- Official DVD cover
- Directed by: Bill Tannen
- Written by: Bruce Haskett
- Produced by: Danny Lerner; Pinchas Perry; Les Weldon;
- Starring: Chuck Norris; Joanna Pacuła; Daniel Bernhardt; Bernie Kopell; Todd Jensen; Marshall R. Teague; Tracy Scoggins; Curt Lowens;
- Cinematography: Peter Moss
- Edited by: Jason A. Payne
- Music by: Elia Cmiral
- Production companies: Modern Digital North by Northwest Entertainment
- Distributed by: Sony Pictures Entertainment
- Release dates: November 23, 2005 (Romania)^{[citation needed]}; March 14, 2006 (United States);
- Running time: 92 minutes
- Country: United States
- Language: English

= The Cutter (film) =

The Cutter is a 2005 American direct-to-video action film directed by Bill Tannen, and starring Chuck Norris, Joanna Pacuła, Daniel Bernhardt, Bernie Kopell and Marshall R. Teague.
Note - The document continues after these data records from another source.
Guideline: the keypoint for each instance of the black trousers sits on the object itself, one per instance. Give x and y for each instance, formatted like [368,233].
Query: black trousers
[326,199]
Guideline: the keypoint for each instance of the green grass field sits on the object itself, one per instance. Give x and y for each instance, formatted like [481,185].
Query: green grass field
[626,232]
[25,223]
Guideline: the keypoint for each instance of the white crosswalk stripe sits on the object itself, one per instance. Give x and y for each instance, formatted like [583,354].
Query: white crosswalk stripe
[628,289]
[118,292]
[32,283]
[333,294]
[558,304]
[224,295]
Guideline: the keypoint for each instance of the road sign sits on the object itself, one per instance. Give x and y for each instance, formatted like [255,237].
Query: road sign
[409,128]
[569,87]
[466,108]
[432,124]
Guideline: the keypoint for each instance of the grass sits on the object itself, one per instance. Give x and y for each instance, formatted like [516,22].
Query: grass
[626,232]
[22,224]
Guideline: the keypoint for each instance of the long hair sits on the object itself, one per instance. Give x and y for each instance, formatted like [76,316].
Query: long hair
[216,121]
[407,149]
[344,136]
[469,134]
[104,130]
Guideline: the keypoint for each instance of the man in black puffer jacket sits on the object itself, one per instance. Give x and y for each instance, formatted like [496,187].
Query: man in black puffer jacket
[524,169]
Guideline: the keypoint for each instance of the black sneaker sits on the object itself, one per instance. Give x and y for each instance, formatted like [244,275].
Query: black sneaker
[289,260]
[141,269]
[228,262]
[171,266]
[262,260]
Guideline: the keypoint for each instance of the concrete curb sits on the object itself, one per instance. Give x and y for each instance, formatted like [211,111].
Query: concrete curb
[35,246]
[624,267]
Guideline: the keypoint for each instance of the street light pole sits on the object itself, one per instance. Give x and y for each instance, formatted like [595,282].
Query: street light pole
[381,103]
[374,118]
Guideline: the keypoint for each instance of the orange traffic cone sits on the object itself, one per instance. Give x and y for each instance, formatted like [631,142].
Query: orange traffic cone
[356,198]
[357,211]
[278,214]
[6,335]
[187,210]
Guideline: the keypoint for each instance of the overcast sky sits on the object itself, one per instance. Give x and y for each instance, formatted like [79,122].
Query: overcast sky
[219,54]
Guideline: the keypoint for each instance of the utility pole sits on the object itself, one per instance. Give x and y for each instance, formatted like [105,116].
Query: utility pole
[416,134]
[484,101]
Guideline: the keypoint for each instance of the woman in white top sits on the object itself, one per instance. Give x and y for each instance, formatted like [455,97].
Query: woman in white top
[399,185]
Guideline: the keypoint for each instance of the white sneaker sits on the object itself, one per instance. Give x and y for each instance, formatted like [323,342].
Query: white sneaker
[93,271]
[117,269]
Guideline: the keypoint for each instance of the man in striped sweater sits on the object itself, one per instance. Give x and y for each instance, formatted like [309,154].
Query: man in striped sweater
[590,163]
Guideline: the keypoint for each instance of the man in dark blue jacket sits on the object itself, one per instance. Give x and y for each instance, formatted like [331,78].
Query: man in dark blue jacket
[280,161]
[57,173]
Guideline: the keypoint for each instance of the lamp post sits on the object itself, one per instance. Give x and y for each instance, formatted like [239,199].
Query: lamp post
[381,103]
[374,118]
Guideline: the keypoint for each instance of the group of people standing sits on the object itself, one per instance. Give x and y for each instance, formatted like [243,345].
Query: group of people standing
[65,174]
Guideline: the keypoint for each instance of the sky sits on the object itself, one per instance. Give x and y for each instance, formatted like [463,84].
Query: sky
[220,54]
After a deadly kidnapping rescue gone wrong, a guilt-ridden detective recruits his specialized SWAT team to successfully rescue an aged diamond cutter from the hands of a murderous thief.

== Plot ==

A former Spokane, Washington cop turned private investigator takes on a case of a missing diamond cutter that leads him on an adventure of love and villainy spanning from the Nazis to the present-day Mob.

== Cast ==

- Chuck Norris as Detective John Sheperd
- Joanna Pacuła as Elizabeth "Liz" Teller
- Daniel Bernhardt as Dirk Cross
- Bernie Kopell as Isaac Teller
- Todd Jensen as Agent Parks
- Tracy Scoggins as Alena
- Marshall R. Teague as Lieutenant Moore
- Deron McBee as Alex, the Repairman
- Dean Cochran as Eddie
- Curt Lowens as Col. Speerman
- Aaron Norris as Anthony Maylan
- Mark Ivanir as Dr. Joseph

== Production ==
===Filming===
Shooting took place in Spokane, Washington.

== Release ==
===Home media===
Sony released it to DVD in the US on March 14, 2006.

== Reception ==
===Critical response===
Scott Weinberg of DVD Talk rated it 1.5/5 stars and called it "the epitome of all things cinematically generic". David Johnson of DVD Talk wrote, "The Cutter is a mediocre film overall, and, specifically, a tame and lame action flick."